Eowyn looked askance at the man bent so vulnerable before her ready blade. He had admitted his crimes, yet why did she hesitate? She stood for some minutes, silent and still before speaking to the Elf by her side.  
"I...I must go out. I need to be alone. Watch him 'till I return." She said, turning from Grima to leave, but hearing his voice once again before reaching the door.  
"My Lady," he said with a tearful sigh, his eyes not leaving the floor, "Please take this medicine to Diagon, who even now lays suffering for want of it." Grima made no attempt to move, and the Ranger stirred to fill a bowl with the green, strangely scented liquid and handed it to the silent Shieldmaiden, who left without a sound.  
  
Eowyn found the boy with little trouble. She handed his mother the bowl and watched as she helped him drink it before falling asleep. He was pale and ashen, his skin waxy and his limbs weak. Turning from the tearful scene she wandered into the strange forest that surrounded the village, making her way down to the water's edge, to ponder Wormtongue's words. As she sat on a grassy bank she watched strange birds approach and drink of the water, ignoring her presence. She looked unseeing as the antics of several small furry creatures as they ran up and down the branches of the needle-trees. Eowyn had never seen a Sea before. Her experience had been limited to plains and woodlands, and here she felt out of her depth in such unfamiliar surroundings. As she watched the sun's reflection on the water, she wished she could wade out into it, let it swallow her, wash over her and through her body, cleansing her mind of the thoughts that she had came here to think..  
  
As she watched the water, she saw a man, a Rhunlander, sail his boat out onto the water, propelling the strange, animal skin craft with a long pole that became wider at each end. She continued to watch as the man stood up carefully, seemingly secure in his footing despite the unstable surface supporting and uncoiled from his belt what looked like a whip. He gazed into the water for a moment, as if he was waiting for the water to calm, and then cracked his whip down into the water, and as it flew back, a silver fish was flung into the Fisherman's boat. He repeated this twice more, before seeming happy with his catch and propelled his boat to the shore, not far from where Eowyn sat, trying to straighten her muddled thoughts. As the man approached, he loked her up and down, and it seemed to Eowyn that he intended to speak to her, as he sat down not far from her pearch on a rock overhanging the little shore.  

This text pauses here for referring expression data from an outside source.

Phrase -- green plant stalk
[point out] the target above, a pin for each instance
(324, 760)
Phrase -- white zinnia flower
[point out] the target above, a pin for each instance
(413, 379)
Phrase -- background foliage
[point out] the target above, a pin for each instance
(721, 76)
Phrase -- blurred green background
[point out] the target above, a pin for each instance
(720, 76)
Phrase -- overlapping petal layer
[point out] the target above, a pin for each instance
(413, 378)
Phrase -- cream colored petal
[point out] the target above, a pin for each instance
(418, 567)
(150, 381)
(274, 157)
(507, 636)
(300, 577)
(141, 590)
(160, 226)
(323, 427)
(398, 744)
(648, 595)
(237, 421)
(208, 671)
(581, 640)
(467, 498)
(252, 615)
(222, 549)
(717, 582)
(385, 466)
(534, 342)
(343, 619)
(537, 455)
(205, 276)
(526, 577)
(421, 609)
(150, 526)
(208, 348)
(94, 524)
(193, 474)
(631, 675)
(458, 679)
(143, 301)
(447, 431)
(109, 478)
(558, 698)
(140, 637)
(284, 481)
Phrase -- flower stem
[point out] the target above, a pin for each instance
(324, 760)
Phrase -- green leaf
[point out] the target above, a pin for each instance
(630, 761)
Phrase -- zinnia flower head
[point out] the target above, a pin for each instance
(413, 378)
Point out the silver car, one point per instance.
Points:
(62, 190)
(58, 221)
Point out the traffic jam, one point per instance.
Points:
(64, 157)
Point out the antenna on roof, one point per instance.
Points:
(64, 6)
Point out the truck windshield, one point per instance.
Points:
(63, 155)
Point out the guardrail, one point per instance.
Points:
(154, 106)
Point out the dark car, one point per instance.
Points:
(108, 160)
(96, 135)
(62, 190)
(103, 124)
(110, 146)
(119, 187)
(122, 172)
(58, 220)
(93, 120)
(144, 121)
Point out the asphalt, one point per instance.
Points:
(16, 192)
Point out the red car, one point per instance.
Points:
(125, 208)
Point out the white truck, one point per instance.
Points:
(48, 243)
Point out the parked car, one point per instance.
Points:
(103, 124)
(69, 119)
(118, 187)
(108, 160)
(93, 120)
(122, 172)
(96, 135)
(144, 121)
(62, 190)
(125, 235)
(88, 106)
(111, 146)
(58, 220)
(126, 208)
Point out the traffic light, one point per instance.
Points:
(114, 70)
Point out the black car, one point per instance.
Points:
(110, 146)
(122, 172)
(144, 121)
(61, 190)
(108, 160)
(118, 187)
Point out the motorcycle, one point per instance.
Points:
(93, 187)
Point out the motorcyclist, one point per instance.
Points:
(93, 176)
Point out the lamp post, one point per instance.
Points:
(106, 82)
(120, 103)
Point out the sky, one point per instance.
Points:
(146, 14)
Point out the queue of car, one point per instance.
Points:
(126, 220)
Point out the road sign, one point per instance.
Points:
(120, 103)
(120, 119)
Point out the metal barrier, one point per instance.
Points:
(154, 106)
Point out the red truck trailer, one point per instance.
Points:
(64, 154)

"You would be one of the bearded strangers." He said. It was a statement, not a question, and so Eowyn nodded in affirmation but made no reply, fearing that he was about to tell her to leave, as Grama Grawley had done the day before.  
"They call me Mogray." He continued, his speech halted and hesitant. "You here for our Grimaulkin, I know. Is that why you're crying?" he said intrusively. Eowyn, startled, put a hand to her cheek. It seemed her teers had come unnoticed, and she brushed them away with her sleeve.  
"What do you know of him?" she asked, curious as to the connection between this rough fisherman and the former Councillor.  
"What everyone else knows of him? I knew his mother, Greymae, and that none now stand for his mother's line except Grawly. She's his aunt, so to speak. And that he came back to us when we needed him, for all the time he'd been away in the wide lands and done some bad things, by the look of him. I knew when he came back that something had broken him."  
"Then this land is his home?" Eowyn questioned the man once more.  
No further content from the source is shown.